This bug had been in the code from the start. Aggregate PSNR and SSIM did not force the issue because the corruption was concentrated in specific frames of specific files, and per-frame averaging hid it.

2. Subframe lossy used the wrong canvas state

The O3 optimization pass crops each frame down to the bounding box of changed pixels. The lossy compression pass, which runs after, was applying its perceptual threshold to the cropped subframe as if it were a full-canvas frame. So lossy was making decisions based on the wrong reference, and on Keep/None disposal frames it was corrupting them.

Fix: composite the subframe back onto the full canvas in the proper reference state before measuring. Standalone fix, but combined with the disposal fix it took the holdout worst-case BA from 241 down to 40 (default profile) and 3.59 (tuned profile).

3. Lossy was hidden inside optimize()

This is the embarrassing one. My optimize() pass had grown a perceptual threshold parameter, meaning “structural optimization” was actually doing lossy compression depending on how it was called. That made the API a lie and made the experiments unreproducible. If you ran the same optimize level twice with different lossy settings, you couldn’t actually tell whether the structural pass was running.

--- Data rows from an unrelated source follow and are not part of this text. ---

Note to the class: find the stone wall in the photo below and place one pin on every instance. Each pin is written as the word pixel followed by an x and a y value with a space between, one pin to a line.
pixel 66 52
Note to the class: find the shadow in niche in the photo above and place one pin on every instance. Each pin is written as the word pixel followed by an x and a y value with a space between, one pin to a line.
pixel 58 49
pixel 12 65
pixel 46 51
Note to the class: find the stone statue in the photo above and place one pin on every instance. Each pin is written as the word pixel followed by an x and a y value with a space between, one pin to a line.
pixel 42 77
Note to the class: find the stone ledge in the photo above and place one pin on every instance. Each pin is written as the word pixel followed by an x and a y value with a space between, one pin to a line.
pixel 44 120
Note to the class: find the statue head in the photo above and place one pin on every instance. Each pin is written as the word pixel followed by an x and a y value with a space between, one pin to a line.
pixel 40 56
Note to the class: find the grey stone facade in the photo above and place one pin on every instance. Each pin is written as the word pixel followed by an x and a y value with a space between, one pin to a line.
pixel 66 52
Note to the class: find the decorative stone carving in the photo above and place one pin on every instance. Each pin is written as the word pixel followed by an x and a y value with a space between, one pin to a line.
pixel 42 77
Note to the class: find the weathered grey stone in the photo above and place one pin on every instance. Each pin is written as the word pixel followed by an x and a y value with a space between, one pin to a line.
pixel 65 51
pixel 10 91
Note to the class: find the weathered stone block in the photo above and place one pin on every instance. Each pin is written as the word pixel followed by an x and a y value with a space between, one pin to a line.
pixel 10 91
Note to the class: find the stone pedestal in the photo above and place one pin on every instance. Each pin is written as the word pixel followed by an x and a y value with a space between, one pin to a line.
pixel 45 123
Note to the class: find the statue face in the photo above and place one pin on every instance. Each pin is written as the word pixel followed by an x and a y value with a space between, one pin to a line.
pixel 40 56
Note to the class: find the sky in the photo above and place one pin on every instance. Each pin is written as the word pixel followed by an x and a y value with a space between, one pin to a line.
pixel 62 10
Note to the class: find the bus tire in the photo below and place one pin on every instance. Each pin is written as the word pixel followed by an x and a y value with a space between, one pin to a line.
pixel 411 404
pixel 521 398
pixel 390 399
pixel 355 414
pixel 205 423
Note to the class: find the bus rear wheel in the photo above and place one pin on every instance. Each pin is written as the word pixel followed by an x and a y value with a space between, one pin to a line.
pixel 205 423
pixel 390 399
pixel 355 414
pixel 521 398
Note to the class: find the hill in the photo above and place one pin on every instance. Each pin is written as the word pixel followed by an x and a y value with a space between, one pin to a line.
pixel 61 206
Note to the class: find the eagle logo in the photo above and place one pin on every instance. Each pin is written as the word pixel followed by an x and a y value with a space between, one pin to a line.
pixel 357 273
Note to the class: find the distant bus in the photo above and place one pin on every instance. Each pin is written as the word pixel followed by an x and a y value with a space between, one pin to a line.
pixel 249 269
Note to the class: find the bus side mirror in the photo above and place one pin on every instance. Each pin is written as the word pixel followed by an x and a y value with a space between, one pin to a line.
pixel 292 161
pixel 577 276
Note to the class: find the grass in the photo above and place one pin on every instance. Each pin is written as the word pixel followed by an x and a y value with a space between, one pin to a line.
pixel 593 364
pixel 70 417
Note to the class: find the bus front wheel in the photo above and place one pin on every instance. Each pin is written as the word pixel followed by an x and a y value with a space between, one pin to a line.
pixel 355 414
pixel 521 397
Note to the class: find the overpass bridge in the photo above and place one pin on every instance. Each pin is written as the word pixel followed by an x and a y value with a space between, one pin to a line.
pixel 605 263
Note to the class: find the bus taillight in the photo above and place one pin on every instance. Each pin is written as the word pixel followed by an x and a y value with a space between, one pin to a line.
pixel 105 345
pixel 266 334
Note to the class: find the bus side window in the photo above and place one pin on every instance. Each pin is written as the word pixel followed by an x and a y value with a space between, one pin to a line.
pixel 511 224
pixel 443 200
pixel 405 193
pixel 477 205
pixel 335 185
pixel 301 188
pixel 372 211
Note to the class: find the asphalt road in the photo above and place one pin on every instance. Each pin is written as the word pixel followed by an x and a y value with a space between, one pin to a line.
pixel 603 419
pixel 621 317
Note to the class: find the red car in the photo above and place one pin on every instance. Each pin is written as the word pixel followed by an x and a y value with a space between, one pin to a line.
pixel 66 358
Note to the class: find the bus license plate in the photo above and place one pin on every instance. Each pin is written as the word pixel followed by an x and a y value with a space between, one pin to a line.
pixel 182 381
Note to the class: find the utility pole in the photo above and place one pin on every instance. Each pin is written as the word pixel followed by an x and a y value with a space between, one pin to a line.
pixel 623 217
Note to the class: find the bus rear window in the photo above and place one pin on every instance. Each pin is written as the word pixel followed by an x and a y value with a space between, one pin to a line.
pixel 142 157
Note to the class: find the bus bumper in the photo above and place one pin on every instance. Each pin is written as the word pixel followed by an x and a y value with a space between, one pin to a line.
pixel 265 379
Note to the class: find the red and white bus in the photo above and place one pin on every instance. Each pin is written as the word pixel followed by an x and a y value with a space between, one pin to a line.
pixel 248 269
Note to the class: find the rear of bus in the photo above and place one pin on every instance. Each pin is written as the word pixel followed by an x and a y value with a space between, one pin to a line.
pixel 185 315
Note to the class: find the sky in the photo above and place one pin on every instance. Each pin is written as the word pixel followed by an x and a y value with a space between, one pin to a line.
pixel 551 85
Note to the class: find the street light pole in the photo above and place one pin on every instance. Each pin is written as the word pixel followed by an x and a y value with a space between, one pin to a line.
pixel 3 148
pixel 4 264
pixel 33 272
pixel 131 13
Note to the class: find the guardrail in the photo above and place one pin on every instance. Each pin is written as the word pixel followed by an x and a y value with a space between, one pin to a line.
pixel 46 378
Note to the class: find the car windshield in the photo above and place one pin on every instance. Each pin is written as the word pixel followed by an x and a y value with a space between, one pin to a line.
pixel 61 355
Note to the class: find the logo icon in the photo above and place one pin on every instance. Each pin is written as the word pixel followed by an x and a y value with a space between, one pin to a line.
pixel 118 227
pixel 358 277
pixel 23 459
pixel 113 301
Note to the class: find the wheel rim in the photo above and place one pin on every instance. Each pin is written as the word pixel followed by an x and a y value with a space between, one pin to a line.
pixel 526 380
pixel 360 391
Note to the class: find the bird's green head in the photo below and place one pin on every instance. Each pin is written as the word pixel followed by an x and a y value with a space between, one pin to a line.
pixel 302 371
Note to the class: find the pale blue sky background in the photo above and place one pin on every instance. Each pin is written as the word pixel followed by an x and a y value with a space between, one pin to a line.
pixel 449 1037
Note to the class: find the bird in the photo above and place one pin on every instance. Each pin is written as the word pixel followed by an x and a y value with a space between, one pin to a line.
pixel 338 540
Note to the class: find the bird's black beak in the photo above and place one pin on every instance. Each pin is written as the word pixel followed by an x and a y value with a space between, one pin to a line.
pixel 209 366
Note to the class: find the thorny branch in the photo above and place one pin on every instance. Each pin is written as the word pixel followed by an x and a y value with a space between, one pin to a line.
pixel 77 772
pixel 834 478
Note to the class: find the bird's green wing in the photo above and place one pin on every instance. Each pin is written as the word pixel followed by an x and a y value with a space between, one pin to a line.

Fix was to set the structural threshold to 0 (lossless only) and move all perceptual thresholding into a separate, explicit lossy() call. No metric improvement, but every experiment after that point was honest.

4. Quality measurement silently masked failures

When the quality measurement code hit an invalid state (bad buffer size, disposal frame without proper reference state, etc.), it was returning a fallback “perfect” score instead of an error. So files that were actually broken were getting recorded as PSNR = inf, SSIM = 1.0 and dragging the averages up.

Fix: return errors. This made my old aggregate numbers look slightly worse, but it also meant I could trust them.

What the corrected default looks like

Once those four fixes landed, I reran the full holdout. Same pipeline, same profiles, but with the disposal/subframe/measurement bugs fixed:

Profile	Before BA	After BA	Worst BA Before	Worst BA After
`rusticle_default`	13.09	3.85	241.30	40.48
`rusticle_tuned_global`	9.22	0.46	241.30	3.59

The tuned profile still scored better on Butteraugli, but it paid for that with size/runtime tradeoffs that made it a bad default. The important change was the collapse of the disposal/subframe corruption tail. Most of the apparent “tuning gain” from the earlier sweep was the tuned config avoiding damage from bugs underneath the tuning surface.

The default holdout still had one elevated tail case (~40 BA). That was not a disposal/subframe corruption bug. It pointed at a separate representation/quantization problem, which the Voyager study below isolates more cleanly.

I then ran a larger 149-file corpus pass on the corrected default. Worst rusticle Butteraugli was 7.60. Worst rusticle-vs-gifsicle delta was +1.09. Most of the worst-by-rusticle files were also files where rusticle still beat gifsicle, including two cases where gifsicle had its own catastrophic failures (74+ BA) and rusticle did fine. On that corpus, the corrected default path is broadly competitive.

The Voyager study, kept honest

There’s a separate result that I want to mention because it’s interesting on its own terms, but I want to be careful about not overgeneralizing it.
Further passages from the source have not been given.